What is the Mastercard Chargeback Threshold?

Are you keeping track of your monthly chargeback filings? The relationship between total monthly transactions and monthly chargebacks is called your “chargeback ratio,” or alternately, your “chargeback rate.”

Of course, your chargeback rate isn’t simply a matter of curiosity. Both Visa and Mastercard impose strict limits on the number of chargebacks a merchant can receive each month. Violating these standards could have serious consequences; anything from higher fees to cancelation of your merchant account.

MASTERCARD CHARGEBACK THRESHOLDS: EXPLAINED

Of course, you don’t have one single, comprehensive chargeback rate; instead, you have a different chargeback-to-transaction ratio for each card brand you accept. Further complicating matters is the fact that Visa and Mastercard both have different methodologies for calculating your chargeback rate on their networks.

To calculate your Mastercard chargeback rate, simply divide your total number of chargebacks in the most recent month by your total number of transactions conducted in the previous month. For instance, if you experience 50 chargebacks in June, against a total of 10,000 transactions in May, you’d arrive at a chargeback rate of 0.5% of overall sales.

The purpose of monitoring your chargeback ratio is not simply for your own recordkeeping. Mastercard’s chargeback threshold sets a hard limit on the number of Mastercard chargebacks you’re allowed to receive each month. The company sets a standard chargeback threshold of 1% of monthly transactions and 100 chargebacks per month.

If a merchant exceeds these standards, they will be classified as a Chargeback-Monitored Merchant (CMM). Mastercard doesn’t require any assessments or fees for CMM merchants. The designation serves only to highlight merchants who are in danger of developing a problem with excessive chargebacks.

If, however, the merchant’s Mastercard chargeback ratio surpasses 1.5% of monthly transactions and 100 chargebacks per month, they will be classified as an Excessive Chargeback Merchant (ECM).

DIFFERENCES BETWEEN MASTERCARD CMM & ECM PROGRAMS

The Chargeback-Monitored Merchant designation is intended to give merchants a “head’s up.” If you’re close to violating chargeback thresholds, the CMM designation signals to your bank that you need help addressing the matter before it devolves further.

The Excessive Chargeback Merchant program, on the other hand, is imposed by Mastercard on merchants who already have a problem with excessive chargebacks. The intent is to help merchants develop a chargeback mitigation strategy and get their chargebacks under control.

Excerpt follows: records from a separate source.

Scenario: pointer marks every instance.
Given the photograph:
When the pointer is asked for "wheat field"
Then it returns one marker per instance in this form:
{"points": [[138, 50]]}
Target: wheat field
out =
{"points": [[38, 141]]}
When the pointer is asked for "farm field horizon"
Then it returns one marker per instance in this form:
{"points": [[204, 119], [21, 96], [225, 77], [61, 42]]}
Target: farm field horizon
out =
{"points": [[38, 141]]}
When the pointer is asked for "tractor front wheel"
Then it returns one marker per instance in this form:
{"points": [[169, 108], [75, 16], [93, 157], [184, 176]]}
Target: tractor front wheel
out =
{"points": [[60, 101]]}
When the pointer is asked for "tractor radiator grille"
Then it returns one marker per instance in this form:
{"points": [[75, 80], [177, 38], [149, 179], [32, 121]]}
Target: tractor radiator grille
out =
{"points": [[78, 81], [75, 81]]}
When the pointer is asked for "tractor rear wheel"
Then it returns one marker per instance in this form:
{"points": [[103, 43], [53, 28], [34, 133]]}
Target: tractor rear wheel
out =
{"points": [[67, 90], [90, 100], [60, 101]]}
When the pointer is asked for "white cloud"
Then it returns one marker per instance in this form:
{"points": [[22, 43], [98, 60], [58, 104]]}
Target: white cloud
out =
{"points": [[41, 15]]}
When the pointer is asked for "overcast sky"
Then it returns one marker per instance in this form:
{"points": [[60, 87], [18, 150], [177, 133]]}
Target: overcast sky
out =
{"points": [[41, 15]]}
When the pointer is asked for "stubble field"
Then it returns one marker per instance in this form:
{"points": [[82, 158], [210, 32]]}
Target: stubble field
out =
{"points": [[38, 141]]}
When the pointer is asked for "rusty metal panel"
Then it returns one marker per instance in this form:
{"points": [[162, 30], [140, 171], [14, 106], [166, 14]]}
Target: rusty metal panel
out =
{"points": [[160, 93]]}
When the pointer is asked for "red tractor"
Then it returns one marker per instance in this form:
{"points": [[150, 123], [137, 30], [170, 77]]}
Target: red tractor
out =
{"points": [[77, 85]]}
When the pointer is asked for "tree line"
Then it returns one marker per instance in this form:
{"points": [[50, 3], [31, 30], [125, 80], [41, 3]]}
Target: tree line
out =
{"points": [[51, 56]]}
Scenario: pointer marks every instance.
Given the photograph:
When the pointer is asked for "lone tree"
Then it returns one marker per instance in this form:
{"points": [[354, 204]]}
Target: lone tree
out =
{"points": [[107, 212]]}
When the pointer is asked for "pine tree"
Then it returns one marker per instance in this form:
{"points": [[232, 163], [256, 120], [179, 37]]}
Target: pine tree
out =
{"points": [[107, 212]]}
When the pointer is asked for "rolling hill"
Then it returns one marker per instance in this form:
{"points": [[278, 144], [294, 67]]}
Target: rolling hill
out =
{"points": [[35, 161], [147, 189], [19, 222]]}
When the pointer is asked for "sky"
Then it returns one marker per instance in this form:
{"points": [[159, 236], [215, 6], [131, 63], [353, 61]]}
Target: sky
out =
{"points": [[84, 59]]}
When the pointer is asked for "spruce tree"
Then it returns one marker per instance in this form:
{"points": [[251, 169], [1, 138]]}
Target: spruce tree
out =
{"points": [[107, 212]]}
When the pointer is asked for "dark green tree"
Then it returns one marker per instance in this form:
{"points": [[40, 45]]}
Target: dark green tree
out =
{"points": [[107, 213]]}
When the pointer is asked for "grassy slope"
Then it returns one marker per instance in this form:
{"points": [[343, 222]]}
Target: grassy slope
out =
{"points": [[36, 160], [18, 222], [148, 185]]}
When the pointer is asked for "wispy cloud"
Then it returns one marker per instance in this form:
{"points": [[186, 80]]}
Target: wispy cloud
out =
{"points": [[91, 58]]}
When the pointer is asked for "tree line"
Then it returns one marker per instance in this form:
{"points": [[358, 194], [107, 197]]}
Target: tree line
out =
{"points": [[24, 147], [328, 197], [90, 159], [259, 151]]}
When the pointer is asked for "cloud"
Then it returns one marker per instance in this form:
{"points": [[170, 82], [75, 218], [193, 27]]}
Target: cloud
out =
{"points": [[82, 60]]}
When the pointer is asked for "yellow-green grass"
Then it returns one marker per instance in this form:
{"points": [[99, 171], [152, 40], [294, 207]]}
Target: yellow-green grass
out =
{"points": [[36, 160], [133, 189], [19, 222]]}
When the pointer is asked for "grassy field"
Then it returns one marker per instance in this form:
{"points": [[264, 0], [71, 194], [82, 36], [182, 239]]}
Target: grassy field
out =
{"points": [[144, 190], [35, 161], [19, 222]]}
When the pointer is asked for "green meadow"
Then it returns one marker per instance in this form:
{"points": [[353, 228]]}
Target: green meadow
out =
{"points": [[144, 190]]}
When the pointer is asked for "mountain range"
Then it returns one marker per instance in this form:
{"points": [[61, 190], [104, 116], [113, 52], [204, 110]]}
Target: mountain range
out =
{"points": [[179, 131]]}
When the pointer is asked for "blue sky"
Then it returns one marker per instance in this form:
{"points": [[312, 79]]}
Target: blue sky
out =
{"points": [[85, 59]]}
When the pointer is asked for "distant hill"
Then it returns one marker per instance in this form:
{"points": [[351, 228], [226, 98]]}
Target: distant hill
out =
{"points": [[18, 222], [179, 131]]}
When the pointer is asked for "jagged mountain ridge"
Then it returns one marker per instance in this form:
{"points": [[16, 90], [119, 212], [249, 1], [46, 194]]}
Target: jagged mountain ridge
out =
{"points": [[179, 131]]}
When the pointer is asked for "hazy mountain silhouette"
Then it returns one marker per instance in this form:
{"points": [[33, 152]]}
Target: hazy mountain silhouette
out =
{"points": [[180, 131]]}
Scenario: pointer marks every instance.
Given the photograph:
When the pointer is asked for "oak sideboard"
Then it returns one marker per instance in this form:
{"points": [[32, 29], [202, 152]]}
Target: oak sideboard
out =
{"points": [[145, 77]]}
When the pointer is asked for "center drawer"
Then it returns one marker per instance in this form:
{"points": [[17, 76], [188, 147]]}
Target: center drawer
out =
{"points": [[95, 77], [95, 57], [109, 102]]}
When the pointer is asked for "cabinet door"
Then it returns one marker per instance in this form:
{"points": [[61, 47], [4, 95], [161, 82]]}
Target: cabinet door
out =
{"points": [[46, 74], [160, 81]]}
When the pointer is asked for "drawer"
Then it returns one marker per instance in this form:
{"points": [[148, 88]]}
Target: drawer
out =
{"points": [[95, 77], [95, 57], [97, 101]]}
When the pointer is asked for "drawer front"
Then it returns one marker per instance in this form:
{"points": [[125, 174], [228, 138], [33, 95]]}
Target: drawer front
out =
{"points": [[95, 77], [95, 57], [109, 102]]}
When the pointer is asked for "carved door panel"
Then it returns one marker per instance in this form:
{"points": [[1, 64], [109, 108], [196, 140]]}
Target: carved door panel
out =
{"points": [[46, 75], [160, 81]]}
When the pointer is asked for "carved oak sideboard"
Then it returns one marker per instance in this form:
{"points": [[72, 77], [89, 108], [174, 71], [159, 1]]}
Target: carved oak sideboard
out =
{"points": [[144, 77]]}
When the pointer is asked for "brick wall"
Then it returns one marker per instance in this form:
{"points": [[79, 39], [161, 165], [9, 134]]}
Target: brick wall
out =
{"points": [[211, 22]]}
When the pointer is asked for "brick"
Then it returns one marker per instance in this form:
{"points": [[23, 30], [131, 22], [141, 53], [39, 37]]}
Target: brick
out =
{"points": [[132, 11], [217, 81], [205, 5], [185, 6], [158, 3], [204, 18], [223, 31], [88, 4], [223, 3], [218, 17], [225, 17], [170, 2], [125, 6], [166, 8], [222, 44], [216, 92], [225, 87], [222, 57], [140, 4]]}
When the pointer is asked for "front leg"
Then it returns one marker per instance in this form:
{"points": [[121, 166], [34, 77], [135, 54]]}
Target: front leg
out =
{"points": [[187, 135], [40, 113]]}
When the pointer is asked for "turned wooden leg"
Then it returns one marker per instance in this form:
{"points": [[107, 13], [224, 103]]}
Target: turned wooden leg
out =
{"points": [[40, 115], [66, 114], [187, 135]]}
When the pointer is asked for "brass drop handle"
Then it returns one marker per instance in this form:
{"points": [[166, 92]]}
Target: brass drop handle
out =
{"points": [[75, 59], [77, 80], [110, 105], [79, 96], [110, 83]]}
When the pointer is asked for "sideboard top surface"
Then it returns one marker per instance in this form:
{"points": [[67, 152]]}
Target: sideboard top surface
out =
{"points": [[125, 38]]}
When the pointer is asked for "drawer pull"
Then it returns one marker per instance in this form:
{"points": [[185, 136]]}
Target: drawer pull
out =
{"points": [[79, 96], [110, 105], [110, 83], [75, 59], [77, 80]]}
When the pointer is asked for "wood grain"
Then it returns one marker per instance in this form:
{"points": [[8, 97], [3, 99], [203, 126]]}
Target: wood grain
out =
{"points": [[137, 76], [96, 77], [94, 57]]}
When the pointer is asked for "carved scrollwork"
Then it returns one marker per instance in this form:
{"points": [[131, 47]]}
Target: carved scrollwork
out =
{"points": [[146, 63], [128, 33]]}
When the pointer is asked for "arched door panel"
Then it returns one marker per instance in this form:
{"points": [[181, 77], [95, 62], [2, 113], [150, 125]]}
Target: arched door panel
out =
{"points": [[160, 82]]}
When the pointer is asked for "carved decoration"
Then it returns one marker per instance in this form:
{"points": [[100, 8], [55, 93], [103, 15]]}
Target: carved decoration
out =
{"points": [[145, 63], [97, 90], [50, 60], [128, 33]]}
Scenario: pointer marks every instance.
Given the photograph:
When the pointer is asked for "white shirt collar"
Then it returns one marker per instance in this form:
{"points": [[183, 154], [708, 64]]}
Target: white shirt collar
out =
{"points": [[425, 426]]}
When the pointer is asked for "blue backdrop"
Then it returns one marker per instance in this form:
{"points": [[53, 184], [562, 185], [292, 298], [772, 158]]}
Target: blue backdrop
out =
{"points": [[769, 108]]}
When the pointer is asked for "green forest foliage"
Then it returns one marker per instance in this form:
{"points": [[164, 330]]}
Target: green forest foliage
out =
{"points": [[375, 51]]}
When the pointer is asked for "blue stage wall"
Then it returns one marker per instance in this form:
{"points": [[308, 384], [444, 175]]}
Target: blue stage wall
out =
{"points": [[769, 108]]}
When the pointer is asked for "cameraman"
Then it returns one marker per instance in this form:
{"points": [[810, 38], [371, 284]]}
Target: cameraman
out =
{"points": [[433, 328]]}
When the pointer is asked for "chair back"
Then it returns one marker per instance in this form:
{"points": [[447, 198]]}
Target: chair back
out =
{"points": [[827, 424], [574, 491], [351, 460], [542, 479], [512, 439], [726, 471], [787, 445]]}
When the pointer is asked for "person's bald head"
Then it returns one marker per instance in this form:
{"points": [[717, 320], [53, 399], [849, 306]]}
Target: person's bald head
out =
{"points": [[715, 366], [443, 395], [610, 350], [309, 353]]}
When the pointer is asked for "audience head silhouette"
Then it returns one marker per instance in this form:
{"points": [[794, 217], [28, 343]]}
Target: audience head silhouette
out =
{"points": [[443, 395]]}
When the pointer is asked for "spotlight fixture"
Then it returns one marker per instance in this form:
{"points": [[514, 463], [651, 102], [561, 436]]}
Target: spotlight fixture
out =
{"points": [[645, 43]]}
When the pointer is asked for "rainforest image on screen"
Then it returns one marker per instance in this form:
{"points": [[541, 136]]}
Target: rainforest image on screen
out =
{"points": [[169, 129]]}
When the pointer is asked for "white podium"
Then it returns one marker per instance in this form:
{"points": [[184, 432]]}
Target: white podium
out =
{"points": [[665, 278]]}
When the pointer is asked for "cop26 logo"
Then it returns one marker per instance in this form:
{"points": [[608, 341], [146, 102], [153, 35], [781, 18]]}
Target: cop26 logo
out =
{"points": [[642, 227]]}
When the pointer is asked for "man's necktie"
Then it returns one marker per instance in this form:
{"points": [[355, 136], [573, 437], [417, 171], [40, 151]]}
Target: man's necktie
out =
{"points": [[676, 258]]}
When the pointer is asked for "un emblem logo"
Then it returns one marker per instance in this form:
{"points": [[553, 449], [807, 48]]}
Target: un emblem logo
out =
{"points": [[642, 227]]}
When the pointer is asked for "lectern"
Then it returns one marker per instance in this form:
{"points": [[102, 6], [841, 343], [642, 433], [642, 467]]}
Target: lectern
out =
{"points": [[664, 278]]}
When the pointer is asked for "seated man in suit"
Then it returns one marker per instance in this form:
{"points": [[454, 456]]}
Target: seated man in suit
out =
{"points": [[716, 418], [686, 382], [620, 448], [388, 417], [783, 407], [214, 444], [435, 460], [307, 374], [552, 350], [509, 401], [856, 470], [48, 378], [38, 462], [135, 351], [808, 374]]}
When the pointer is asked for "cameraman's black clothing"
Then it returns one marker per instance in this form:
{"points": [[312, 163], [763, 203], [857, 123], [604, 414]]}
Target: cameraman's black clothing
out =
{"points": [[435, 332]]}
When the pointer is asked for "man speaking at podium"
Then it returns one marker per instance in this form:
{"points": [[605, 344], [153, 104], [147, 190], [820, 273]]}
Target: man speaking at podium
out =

Once entered in the ECM program, you are considered “noncompliant” with Mastercard chargeback regulations. In response, Mastercard will assess regular fees every month you remain in noncompliance. You are also required to develop an action plan to minimize your risk going forward. Your merchant acquirer will provide monthly documentation to Mastercard to verify that steps are underway to mitigate chargebacks.

You may exit the ECM program after maintaining a Mastercard chargeback ratio below 1.5% for two consecutive months. If, however, the problem remains unsolved after six months in the ECM program, you will move from ECM Tier 1 to ECM Tier 2. At the second tier (also a six-month period), you incur significantly higher monthly fees to incentivize compliance.

CONSEQUENCES OF VIOLATING MASTERCARD THRESHOLDS

If you’re unable to control chargebacks even after participating in the ECM, Mastercard will begin charging your acquirer a monthly noncompliance fee. This will likely result in the acquirer judging you to be too risky, and canceling your account. If this happens, the acquirer will most likely add you to the MATCH (Member Alert to Control High-Risk Merchants) List.

Merchants on the MATCH List are unable to find a standard merchant account with any other parties. You could be left unable to accept card payments without a merchant processor account. This often spells “doom” for a business.

Remember: while merchants ultimately endure the cost of chargebacks, they’re not the only party held accountable. When chargebacks occur, all relevant funds are first withdrawn from your acquirer. The acquirer covers these costs, then in turn, withdraws them from your account to cover their losses.

If you represent a risk to your acquirer, the bank won’t hesitate to cut your loose. That’s why it’s so important to pay attention to your chargeback-to-transaction ratio and do whatever you can to manage disputes.